Nous avons eu la chance de trouver Mme Jeffrey Helvig seule chez elle.

Elle s’est présentée à la porte en tenue décontractée, et nous voir dans la lumière de la véranda l’a aussitôt mise sur ses gardes. Nous lui avons annoncé venir à propos de son fils, Jeff Jr. Elle nous a répondu avoir déjà parlé à la police et que nous n’avions certainement pas l’air de policiers, alors qui étions-nous et que voulions-nous vraiment ?
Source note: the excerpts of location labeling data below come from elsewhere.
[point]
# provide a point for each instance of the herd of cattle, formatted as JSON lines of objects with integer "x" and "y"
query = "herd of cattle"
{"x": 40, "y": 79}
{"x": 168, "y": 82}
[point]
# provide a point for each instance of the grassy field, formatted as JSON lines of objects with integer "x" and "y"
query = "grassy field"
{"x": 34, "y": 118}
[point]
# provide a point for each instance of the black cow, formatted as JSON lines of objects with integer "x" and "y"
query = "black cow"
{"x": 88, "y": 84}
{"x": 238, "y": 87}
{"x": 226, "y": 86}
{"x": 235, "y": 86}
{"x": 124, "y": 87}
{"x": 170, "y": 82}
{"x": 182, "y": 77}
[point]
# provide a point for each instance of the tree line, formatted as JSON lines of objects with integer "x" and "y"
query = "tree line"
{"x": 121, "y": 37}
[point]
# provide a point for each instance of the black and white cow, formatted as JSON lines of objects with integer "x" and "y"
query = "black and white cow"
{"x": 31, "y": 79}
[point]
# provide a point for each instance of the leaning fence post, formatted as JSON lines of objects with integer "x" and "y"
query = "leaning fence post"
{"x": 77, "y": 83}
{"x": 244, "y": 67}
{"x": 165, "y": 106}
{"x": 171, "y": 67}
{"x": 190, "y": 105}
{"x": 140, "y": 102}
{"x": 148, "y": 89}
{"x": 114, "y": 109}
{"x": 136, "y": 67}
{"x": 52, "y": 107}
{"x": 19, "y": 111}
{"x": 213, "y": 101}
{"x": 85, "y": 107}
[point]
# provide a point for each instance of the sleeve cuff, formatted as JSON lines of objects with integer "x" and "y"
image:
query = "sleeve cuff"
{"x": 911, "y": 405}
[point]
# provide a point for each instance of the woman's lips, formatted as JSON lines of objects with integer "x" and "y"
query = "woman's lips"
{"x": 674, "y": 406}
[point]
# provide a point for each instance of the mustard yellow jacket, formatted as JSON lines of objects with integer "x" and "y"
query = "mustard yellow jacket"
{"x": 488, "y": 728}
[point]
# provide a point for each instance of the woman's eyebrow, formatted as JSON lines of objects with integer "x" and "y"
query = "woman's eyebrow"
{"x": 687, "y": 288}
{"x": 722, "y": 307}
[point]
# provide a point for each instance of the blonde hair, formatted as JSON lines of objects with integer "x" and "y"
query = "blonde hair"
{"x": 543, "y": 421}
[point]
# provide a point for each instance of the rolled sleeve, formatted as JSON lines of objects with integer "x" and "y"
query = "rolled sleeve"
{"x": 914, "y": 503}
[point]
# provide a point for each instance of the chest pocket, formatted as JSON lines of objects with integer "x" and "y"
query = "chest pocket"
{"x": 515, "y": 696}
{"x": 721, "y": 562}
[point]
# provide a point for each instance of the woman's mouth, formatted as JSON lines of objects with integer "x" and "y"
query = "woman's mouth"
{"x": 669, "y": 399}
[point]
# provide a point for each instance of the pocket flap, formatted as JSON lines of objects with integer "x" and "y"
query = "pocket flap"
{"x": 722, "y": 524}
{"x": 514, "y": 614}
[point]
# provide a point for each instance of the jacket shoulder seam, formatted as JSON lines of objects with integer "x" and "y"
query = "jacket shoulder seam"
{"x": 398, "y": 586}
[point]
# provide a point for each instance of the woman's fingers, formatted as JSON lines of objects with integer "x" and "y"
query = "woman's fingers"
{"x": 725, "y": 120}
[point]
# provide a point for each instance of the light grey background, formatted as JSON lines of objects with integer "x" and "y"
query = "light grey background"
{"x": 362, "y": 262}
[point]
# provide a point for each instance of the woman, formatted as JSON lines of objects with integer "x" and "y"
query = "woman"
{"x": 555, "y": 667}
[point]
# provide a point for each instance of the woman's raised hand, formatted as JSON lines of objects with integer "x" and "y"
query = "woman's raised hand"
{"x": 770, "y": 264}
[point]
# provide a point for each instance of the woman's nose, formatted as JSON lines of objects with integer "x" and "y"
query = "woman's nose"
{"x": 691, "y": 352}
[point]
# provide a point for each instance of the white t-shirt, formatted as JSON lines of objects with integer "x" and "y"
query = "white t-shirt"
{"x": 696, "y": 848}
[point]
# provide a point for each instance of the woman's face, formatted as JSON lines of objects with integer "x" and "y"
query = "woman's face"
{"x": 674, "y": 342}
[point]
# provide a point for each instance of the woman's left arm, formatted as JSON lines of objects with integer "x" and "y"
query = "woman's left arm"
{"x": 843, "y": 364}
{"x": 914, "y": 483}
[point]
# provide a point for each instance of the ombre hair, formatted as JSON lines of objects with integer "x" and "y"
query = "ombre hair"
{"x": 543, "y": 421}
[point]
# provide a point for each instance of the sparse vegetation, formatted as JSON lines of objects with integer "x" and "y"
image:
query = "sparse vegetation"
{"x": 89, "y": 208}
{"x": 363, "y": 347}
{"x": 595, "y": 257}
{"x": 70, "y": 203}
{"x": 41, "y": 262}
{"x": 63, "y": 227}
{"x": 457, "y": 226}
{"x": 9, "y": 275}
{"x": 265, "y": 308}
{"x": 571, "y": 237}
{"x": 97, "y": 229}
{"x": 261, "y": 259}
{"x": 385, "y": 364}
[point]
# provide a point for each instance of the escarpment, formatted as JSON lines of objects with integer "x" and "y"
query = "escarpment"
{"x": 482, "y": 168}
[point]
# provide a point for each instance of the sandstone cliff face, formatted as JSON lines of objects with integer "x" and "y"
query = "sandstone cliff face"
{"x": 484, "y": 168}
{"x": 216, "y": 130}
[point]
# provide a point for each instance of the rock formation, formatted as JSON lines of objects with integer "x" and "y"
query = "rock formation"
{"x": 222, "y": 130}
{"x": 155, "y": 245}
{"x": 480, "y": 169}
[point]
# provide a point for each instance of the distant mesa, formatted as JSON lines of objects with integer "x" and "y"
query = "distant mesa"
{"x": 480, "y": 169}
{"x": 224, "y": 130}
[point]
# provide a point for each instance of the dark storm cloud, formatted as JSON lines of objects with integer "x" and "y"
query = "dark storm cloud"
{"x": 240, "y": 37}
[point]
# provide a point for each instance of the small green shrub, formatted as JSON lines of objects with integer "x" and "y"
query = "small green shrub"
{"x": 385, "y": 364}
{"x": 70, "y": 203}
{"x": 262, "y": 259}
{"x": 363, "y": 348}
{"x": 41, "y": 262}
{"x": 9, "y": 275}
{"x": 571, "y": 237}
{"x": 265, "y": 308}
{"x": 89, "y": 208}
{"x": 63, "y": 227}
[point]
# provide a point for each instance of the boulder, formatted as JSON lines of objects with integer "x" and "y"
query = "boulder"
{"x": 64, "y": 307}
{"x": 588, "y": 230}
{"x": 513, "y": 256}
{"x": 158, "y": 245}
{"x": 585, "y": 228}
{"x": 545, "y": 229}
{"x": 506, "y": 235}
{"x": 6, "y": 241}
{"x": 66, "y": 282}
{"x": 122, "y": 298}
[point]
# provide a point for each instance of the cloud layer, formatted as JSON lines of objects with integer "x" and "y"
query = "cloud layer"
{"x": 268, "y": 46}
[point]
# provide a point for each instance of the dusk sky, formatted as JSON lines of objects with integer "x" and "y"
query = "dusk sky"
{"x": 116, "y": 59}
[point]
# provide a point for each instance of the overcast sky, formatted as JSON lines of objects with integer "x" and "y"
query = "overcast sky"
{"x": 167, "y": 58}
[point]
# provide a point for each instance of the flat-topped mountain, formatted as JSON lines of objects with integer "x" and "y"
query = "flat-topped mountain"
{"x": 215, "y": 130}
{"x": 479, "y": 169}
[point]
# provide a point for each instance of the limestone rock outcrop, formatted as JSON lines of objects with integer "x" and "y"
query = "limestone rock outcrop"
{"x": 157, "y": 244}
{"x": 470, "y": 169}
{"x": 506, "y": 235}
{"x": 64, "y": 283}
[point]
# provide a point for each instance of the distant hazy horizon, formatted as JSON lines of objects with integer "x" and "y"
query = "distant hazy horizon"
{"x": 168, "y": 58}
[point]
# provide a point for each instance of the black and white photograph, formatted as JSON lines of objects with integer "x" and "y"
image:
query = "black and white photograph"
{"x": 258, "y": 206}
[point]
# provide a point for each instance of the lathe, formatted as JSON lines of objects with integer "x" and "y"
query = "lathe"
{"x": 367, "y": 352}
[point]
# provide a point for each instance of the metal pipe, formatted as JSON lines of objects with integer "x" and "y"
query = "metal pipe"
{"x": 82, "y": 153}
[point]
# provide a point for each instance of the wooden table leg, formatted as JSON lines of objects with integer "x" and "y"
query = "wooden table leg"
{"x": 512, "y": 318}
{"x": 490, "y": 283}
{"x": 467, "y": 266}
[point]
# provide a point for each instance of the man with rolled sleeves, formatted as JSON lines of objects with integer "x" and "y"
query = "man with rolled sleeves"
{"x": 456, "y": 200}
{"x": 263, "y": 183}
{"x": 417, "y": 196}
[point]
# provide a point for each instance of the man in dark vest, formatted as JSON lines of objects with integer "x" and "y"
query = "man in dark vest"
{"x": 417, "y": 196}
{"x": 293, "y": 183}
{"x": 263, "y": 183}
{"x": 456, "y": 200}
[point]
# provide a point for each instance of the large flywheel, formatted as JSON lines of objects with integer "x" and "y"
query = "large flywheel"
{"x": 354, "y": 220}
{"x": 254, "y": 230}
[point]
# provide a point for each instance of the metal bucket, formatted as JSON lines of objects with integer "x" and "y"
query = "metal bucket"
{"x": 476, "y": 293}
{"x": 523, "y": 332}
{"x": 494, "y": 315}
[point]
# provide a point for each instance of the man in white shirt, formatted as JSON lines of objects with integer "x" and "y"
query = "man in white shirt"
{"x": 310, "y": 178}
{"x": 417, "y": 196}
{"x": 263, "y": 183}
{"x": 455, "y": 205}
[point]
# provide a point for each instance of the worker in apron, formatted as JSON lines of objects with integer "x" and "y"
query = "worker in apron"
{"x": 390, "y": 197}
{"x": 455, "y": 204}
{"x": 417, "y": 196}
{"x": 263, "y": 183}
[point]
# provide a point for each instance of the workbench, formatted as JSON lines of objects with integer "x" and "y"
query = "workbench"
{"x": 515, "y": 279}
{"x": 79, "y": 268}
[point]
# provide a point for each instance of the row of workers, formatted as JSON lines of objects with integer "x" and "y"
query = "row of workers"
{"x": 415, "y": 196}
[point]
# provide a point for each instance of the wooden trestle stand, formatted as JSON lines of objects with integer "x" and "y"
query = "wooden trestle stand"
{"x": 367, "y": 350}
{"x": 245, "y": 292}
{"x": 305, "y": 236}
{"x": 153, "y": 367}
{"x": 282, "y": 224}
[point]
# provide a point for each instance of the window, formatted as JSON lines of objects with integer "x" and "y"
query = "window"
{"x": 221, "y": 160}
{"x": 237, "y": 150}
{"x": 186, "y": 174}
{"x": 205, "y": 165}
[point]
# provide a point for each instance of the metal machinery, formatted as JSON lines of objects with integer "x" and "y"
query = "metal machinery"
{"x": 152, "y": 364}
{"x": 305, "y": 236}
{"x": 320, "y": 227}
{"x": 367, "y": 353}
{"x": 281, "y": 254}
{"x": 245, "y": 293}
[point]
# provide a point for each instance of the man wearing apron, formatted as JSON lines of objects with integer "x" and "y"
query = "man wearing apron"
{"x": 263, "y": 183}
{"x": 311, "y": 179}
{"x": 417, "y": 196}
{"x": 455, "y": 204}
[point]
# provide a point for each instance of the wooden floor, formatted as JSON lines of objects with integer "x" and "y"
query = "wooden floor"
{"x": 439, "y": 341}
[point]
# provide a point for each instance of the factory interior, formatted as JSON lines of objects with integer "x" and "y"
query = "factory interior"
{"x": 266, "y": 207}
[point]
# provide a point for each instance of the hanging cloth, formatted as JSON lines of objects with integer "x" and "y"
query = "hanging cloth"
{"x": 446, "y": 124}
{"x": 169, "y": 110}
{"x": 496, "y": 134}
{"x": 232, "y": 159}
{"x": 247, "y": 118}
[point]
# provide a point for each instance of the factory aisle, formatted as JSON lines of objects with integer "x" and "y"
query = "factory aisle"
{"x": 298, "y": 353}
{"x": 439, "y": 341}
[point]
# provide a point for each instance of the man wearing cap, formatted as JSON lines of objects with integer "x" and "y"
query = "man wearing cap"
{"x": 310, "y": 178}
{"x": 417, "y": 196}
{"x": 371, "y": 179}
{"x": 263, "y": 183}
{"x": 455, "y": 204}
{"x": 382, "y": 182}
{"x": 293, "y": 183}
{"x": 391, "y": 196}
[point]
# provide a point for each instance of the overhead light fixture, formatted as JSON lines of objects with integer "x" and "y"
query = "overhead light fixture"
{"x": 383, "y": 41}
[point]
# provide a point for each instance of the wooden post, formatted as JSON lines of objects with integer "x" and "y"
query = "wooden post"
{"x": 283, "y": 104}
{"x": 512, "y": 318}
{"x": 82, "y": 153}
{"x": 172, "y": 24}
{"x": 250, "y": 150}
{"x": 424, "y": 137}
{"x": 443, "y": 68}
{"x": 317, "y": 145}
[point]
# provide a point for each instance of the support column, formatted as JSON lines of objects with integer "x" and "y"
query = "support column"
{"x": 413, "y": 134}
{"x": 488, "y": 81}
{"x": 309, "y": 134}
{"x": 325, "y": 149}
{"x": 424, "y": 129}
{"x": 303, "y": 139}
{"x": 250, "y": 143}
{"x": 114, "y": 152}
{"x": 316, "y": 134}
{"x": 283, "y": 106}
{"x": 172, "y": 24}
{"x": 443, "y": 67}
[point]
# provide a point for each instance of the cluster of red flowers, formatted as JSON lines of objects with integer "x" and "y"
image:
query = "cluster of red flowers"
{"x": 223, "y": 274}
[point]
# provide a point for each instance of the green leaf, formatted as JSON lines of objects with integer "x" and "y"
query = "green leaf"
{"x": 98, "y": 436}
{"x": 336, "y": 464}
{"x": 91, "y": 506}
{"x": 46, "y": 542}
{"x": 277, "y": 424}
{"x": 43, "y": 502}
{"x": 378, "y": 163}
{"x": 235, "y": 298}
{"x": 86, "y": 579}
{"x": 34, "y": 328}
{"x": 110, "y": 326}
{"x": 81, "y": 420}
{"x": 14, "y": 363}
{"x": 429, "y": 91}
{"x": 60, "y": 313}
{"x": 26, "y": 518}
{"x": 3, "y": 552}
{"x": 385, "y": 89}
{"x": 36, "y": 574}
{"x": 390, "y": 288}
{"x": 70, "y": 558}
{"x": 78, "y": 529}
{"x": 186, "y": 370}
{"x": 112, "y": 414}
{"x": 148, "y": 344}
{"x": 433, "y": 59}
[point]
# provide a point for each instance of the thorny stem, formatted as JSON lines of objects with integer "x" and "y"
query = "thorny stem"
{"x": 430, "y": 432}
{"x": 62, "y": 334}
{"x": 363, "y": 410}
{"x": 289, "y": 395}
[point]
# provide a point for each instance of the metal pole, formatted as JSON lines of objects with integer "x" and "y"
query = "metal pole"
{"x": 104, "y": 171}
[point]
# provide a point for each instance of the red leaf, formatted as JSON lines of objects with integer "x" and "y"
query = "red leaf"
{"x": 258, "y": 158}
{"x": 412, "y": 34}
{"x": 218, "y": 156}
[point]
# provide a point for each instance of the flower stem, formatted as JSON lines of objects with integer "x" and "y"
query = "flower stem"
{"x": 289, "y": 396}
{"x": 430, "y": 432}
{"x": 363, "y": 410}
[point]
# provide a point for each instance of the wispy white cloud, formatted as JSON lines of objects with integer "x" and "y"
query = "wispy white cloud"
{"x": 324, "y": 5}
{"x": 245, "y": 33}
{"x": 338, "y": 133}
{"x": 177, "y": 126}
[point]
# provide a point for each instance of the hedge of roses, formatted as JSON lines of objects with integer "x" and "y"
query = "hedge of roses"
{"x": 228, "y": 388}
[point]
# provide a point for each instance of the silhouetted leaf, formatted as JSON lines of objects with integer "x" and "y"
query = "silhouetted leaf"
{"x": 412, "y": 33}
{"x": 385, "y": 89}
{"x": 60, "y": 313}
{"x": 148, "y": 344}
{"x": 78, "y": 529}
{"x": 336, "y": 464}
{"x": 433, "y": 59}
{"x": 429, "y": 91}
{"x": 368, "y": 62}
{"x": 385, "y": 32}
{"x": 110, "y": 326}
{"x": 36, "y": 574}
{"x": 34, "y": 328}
Je lui ai montré assez de pièces d’identité pour établir que j’étais le père de Kaitlin. Elle connaissait Janice et Whit, mais pas très bien, et avait rencontré Kait en une ou deux occasions. Quand je lui ai précisé que je voulais parler de Kaitlin, elle s’est laissé fléchir et nous a fait entrer, mais manifestement à contrecœur.

La maison était d’une propreté méticuleuse. Eleanor Helvig adorait les dessous de verre en liège et les têtières en dentelle. Un dépoussiéreur électrique bourdonnait dans un coin du salon. Mme Helvig se tenait ostensiblement près du panneau de sécurité domotique, où elle pouvait d’un simple geste donner l’alerte et transmettre une vue de la caméra de surveillance au poste de police local. Nous étions probablement déjà filmés. Je me suis dit qu’elle n’avait pas peur de nous, mais qu’elle était très prudente par nature.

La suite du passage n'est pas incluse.